A 6% coupon bond at $1,100 may have lower YTM than a 5% coupon bond at $920. Compare YTM only for apples-to-apples return comparison.

Ignoring that bond prices move inversely to interest rates

When you buy a bond, rising rates cause the market price to fall. This interest rate risk is permanent while you hold the bond — only disappears at maturity when face value is returned.

Confusing current yield with yield to maturity

Current yield ignores capital gains or losses. A discount bond's YTM is higher than its current yield because the capital gain adds to total return. Use YTM for complete analysis.

Not checking credit rating before buying corporate bonds

Below-investment-grade (junk) bonds carry significant default risk. Always check Moody's, S&P, or Fitch rating. Stick to investment-grade (BBB or higher) for most of your bond portfolio.

Assuming bond funds work identically to individual bonds

Bond fund NAV falls when rates rise and does not necessarily recover to original levels. Individual bonds held to maturity always return face value — a crucial difference for capital preservation goals.

Buying long-duration bonds without understanding price sensitivity

A 30-year Treasury drops roughly 17% in price for every 1% rise in interest rates (high duration). Match bond maturity to your investment timeline to avoid being forced to sell at a loss.

Frequently Asked Questions

When market rates rise, newly issued bonds offer higher coupons. Existing bonds with lower coupons become less attractive, so their prices fall until their YTM matches the new market rate. The mathematical relationship is exact: bond price equals the present value of all future cash flows discounted at the current market yield.
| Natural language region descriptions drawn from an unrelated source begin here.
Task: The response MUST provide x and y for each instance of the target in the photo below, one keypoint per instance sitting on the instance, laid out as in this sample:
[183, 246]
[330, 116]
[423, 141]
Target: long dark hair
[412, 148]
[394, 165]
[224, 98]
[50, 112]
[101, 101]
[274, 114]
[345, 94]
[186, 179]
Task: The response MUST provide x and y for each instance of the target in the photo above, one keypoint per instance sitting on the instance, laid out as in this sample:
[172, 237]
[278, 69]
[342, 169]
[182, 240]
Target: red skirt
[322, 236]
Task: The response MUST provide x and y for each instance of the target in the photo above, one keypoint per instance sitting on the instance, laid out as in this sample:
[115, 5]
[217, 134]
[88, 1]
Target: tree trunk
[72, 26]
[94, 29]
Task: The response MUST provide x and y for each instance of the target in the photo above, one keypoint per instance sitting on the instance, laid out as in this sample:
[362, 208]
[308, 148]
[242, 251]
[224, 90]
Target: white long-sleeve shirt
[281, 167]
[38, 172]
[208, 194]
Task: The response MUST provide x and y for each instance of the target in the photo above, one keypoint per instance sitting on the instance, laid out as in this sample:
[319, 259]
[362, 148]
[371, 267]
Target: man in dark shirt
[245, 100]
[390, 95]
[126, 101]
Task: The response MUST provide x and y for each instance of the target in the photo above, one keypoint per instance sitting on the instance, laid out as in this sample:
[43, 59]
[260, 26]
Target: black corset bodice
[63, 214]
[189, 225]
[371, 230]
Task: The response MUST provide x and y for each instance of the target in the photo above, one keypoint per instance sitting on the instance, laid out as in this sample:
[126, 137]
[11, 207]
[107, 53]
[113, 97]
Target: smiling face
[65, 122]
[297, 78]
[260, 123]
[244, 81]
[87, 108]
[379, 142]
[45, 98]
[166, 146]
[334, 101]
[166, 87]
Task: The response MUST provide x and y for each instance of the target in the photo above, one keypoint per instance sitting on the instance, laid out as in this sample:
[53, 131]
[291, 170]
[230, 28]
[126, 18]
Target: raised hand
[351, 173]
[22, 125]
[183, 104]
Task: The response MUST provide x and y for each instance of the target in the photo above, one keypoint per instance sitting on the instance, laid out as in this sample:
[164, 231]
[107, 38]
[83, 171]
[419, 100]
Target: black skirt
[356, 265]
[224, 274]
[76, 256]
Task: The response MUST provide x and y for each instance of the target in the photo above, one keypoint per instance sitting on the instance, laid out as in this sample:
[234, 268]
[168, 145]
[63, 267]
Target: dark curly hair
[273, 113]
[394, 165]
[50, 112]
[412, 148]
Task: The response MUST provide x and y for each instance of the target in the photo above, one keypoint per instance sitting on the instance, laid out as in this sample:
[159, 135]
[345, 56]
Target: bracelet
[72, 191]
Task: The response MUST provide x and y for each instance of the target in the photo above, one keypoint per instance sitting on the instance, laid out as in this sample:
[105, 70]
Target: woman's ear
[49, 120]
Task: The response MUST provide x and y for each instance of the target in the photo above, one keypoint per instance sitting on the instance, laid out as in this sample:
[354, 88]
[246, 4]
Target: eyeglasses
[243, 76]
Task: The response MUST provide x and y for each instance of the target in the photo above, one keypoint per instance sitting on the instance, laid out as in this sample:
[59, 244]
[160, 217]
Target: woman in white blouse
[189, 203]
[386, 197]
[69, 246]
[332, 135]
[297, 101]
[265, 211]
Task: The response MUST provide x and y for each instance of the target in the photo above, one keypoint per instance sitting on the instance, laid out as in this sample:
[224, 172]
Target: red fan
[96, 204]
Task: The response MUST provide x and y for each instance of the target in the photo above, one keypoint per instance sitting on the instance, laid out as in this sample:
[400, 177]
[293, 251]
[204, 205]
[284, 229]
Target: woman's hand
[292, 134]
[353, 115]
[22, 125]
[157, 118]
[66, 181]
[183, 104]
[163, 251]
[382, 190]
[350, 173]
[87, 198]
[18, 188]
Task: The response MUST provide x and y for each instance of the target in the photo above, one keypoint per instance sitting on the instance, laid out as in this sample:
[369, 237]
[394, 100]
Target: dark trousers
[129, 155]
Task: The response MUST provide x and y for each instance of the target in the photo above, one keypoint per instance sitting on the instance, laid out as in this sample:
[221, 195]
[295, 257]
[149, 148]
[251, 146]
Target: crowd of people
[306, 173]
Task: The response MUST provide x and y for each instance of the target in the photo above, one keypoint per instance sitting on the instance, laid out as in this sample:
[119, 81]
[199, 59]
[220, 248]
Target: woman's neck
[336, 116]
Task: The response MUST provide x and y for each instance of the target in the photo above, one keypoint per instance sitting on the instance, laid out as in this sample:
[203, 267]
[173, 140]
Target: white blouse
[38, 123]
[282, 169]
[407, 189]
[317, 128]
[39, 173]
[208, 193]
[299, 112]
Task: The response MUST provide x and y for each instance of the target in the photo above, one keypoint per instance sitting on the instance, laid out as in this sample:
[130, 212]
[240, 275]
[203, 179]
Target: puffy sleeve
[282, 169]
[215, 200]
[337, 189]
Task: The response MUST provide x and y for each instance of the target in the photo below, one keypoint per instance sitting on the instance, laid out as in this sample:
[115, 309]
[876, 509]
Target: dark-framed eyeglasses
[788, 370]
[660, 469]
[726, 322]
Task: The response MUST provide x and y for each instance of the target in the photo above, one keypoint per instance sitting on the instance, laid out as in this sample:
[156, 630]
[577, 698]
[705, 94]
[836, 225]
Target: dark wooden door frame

YTM is the total annualized return you earn buying a bond at its current price and holding to maturity, assuming all coupons are reinvested at YTM. It accounts for coupon income plus any capital gain or loss from price to face value — making it the most comprehensive bond return metric.

A premium bond has a coupon rate above the current market yield, so investors pay more than face value to receive above-market interest payments. A discount bond has a coupon below the market yield, so it trades below face value. Both return exactly face value at maturity regardless of their purchase price.
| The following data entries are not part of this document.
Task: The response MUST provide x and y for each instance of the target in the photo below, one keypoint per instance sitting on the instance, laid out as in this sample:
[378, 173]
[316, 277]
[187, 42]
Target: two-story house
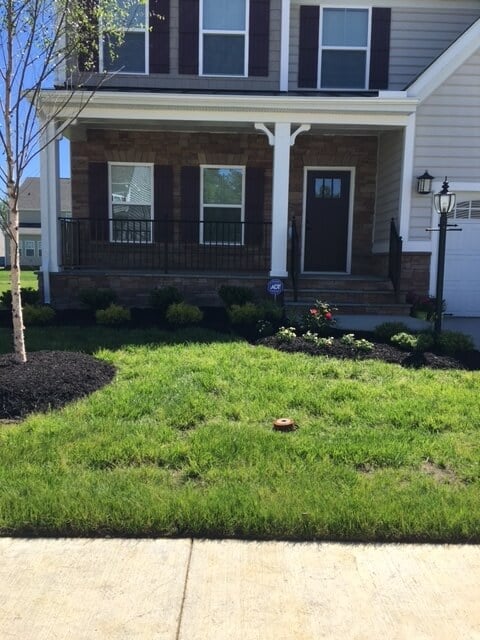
[246, 139]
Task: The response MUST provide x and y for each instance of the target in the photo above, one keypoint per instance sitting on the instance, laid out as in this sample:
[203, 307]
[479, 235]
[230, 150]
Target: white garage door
[462, 261]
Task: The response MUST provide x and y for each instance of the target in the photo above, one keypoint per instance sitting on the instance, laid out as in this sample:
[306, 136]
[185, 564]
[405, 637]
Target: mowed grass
[181, 444]
[27, 279]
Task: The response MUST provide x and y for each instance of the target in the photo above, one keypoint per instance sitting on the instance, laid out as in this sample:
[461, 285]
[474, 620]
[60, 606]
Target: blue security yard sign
[275, 287]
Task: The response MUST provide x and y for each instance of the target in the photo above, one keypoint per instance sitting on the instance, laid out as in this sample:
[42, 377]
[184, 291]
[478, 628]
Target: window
[131, 202]
[130, 55]
[223, 37]
[29, 248]
[223, 196]
[344, 48]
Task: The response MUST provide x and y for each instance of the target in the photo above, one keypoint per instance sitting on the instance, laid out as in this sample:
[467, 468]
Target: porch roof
[138, 109]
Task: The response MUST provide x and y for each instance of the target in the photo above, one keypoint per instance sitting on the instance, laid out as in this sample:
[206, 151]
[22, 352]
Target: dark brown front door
[326, 221]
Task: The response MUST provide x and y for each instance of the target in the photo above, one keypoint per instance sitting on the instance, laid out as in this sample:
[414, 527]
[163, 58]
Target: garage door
[462, 261]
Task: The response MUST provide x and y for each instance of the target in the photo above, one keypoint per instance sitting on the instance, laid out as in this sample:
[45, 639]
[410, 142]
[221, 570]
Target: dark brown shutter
[159, 36]
[190, 203]
[188, 25]
[163, 203]
[254, 205]
[88, 58]
[98, 205]
[259, 37]
[380, 48]
[308, 47]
Duration measures a bond's sensitivity to interest rate changes — the weighted average time to receive all cash flows. A duration of 7 means the bond's price changes by approximately 7% for every 1% rate change. Longer maturity and lower coupon bonds have higher duration and are more rate-sensitive.
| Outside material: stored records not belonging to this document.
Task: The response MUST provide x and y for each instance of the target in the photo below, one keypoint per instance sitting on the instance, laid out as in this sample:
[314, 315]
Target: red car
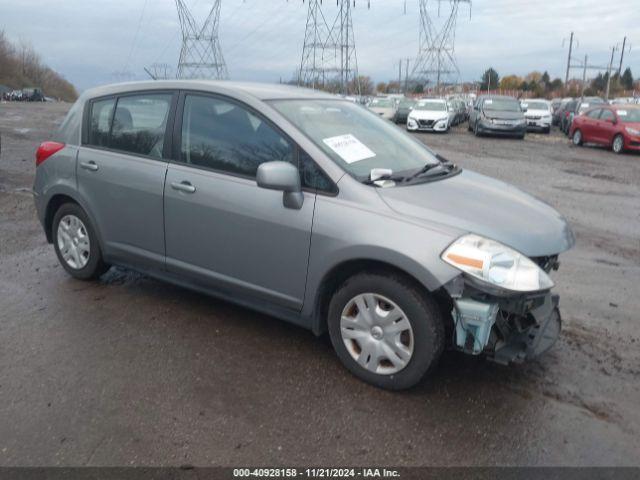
[616, 126]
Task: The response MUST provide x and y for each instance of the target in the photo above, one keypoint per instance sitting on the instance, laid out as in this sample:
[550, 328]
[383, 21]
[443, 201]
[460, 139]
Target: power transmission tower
[436, 63]
[158, 71]
[201, 55]
[318, 58]
[329, 53]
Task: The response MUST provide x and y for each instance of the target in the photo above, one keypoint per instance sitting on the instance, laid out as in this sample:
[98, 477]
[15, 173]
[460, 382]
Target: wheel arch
[55, 201]
[339, 273]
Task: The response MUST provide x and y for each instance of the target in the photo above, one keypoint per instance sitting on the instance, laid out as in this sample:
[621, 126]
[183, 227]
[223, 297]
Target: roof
[261, 91]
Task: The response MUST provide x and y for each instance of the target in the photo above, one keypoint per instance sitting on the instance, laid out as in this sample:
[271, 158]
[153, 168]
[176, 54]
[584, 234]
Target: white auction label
[349, 148]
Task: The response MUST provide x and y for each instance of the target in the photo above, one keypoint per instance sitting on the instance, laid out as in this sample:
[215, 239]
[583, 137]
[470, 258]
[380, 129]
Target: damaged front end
[507, 325]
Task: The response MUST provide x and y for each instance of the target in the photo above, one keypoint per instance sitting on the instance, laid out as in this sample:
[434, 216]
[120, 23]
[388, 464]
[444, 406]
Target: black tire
[617, 145]
[476, 131]
[422, 312]
[95, 265]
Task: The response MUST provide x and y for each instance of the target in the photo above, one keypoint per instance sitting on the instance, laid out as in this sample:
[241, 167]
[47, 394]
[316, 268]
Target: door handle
[91, 165]
[184, 186]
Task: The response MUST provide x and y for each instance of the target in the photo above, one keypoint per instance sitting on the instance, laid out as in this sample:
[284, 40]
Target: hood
[382, 110]
[477, 204]
[502, 115]
[537, 113]
[429, 114]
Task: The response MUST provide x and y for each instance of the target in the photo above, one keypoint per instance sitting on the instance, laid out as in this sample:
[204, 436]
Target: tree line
[541, 85]
[21, 67]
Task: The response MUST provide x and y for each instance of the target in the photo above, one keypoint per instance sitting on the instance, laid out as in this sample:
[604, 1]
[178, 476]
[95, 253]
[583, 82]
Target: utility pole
[201, 55]
[613, 52]
[566, 78]
[584, 78]
[406, 76]
[624, 44]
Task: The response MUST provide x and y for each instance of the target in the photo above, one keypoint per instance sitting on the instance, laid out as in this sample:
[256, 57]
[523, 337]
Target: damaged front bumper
[505, 328]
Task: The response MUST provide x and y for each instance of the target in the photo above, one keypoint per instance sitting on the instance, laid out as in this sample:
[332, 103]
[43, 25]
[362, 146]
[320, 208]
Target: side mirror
[282, 176]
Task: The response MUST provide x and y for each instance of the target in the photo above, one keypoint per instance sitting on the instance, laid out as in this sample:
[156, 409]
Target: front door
[121, 173]
[221, 229]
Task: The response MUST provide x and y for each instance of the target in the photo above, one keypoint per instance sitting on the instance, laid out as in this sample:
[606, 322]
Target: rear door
[121, 170]
[222, 230]
[606, 127]
[589, 125]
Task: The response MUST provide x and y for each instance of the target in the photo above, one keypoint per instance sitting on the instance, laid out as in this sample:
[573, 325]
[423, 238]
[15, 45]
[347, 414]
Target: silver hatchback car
[309, 208]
US Treasury securities are backed by the full faith and credit of the US government with essentially zero default risk. TIPS also protect against inflation. Investment-grade corporate bonds (BBB or higher) carry minimal but non-zero default risk and pay higher yields to compensate.

Individual bonds held to maturity guarantee return of face value regardless of interest rate movements. Bond funds provide diversification and liquidity but have no maturity date — NAV falls when rates rise and may not fully recover. Individual bonds suit investors with specific cash flow needs and maturity horizons; funds suit those wanting broad diversification.